Race With Time – Server Uptime

How long can your system do in “uptime”?
We’ll see…

03-09-10 status update: After almost 27 days of solid uptime, the server unexpectedly crashed. I’ve been reviewing the logs, but unable to find any information leading me to the cause of the crash. So far, the only thing I’ve found that seems suspicious is the avahi-daemon – there is an error right about the time when the server stopped responding.

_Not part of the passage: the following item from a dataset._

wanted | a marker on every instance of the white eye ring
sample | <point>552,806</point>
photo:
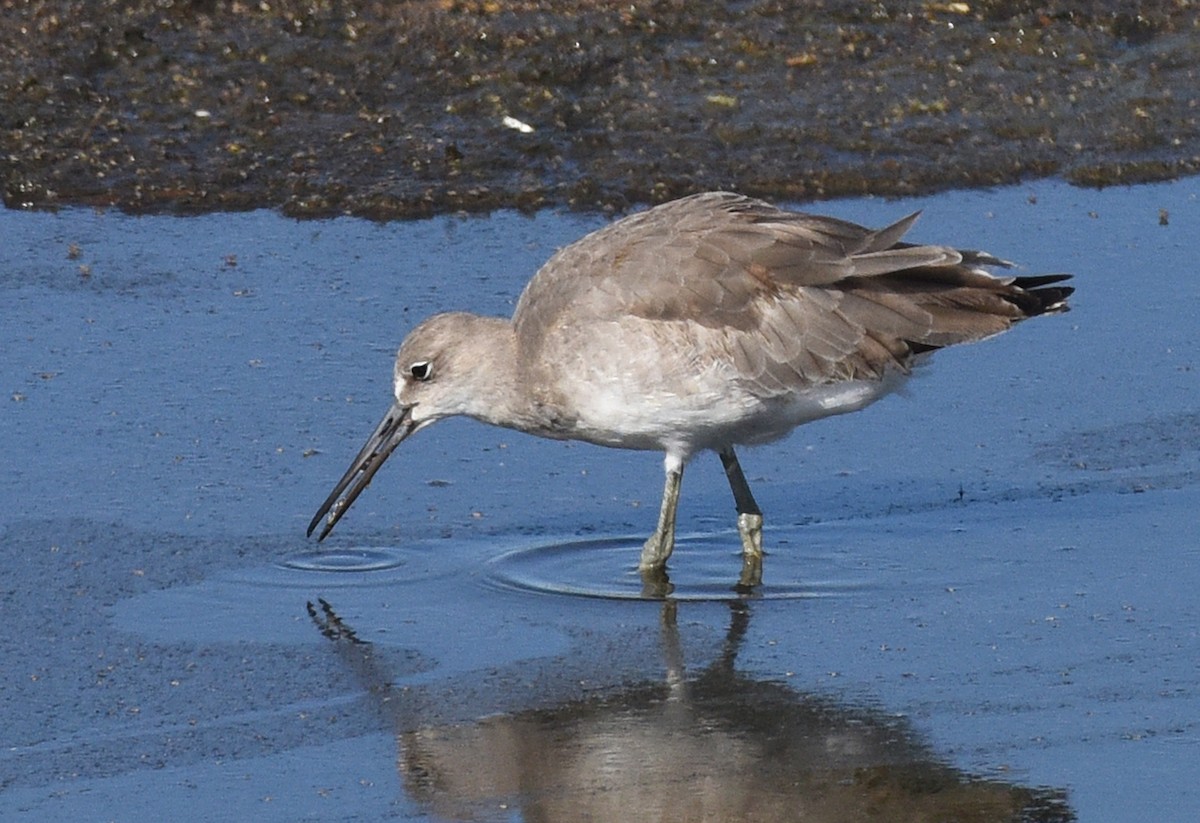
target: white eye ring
<point>421,370</point>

The network shares (mounted via AFP with Netatalk) suddenly disappeared on my Mac. This lead me to believe that I may had lost network connection from the Mac – but that wasn’t the case. Pinging and attempts to ssh to the server were unsuccessful, as they both timed out. All vital signs on the server seemed to be okay – the power was on, fans were spinning, hard drives were spinning…etc., but there was no response from the keyboard – just a black screen on my monitor, as if the screensaver was on.

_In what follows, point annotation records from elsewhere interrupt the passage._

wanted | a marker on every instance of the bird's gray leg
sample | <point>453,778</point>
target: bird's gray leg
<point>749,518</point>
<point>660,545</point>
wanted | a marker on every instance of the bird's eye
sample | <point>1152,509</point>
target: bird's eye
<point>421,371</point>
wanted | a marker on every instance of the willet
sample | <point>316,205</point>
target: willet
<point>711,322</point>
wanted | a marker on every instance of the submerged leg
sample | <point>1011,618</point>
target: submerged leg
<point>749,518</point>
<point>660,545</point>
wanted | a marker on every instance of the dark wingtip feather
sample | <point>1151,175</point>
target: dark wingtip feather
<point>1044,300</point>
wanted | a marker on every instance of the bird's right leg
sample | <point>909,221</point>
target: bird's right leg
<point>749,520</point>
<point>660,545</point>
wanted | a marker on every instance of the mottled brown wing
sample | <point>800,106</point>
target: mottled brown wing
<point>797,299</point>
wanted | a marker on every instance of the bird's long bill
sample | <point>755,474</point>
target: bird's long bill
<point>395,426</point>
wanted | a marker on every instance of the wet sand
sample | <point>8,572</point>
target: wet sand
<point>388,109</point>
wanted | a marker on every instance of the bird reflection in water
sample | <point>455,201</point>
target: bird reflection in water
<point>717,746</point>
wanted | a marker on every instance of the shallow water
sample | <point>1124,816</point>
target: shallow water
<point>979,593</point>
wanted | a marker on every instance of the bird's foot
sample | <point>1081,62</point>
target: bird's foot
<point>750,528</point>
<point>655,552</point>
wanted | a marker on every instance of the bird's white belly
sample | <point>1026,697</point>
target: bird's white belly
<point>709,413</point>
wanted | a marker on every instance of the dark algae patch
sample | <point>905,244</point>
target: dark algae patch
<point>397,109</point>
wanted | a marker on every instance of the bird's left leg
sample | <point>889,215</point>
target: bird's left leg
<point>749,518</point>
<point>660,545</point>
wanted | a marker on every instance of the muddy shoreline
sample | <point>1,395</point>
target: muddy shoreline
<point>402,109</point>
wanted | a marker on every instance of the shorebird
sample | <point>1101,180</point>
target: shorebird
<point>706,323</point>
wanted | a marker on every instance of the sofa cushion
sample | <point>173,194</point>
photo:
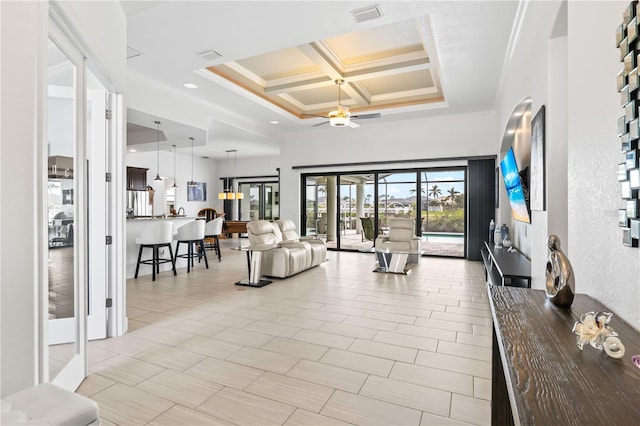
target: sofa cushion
<point>288,229</point>
<point>400,234</point>
<point>47,404</point>
<point>263,232</point>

Unplugging and plugging the keyboard didn’t help, there was still no way to get anything to come out on the screen – trying another keyboard still didn’t do the trick. The NIC LEDs were on, but solid, which was a bit uncommon. There was no visible hard drive activity… Not really sure what happened.

After 15 – 20 minutes of troubleshooting before powering the server off, I realized that the system may have just locked up or crashed, and it seems that this is what happened.

A few minutes later after a hard shut-down, everything seemed normal. I took advantage of the time to install the latest kernel, which had been sitting in my “pending” updates for quite a few days now.

So, the race against time starts again.

Current server uptime? 1:12

Help! Deleted /var folder contents

How did it happen?

Thinking that it would help me free up space on my /var partition, I logged on as root and did: rm -R *
It took a few seconds, and gave me an error about being unable to delete the “lock” and another folder.

Shortly after that, I tried to do an update using aptitude and apt-get, but get this error:

What am I to do?
Well, for starters – learn my lesson: Never, EVER delete anything from those system partitions without knowing what I’m deleting. Next time, a quick Google search should help me clean out my /var folder.

Next thing that I’ll do is run the Ubuntu Live CD and try to recover the system from there. I’ll add results later.


After searching the Internet and browsing the Ubuntu forums without much luck, I found a post which helped me get apt-get and aptitude working.

What I did: Create each folder that apt-get and aptitude were asking for.
For the /var/lib/dpkg/status (status) file, I had to “touch” a new file. It was then that sudo aptitude update worked.
# sudo touch /var/lib/dpkg/status

Now – the only problem so far is that the system no longer “remembers” the programs that are installed, but at least apt-get and aptitude are operational once again. From further readings, it seems that after deleting the contents of /var, a reinstall of the operating system may be necessary. This doesn’t cause much of an inconvenience for me, since I’ve been thinking of doing so for quite a few days now.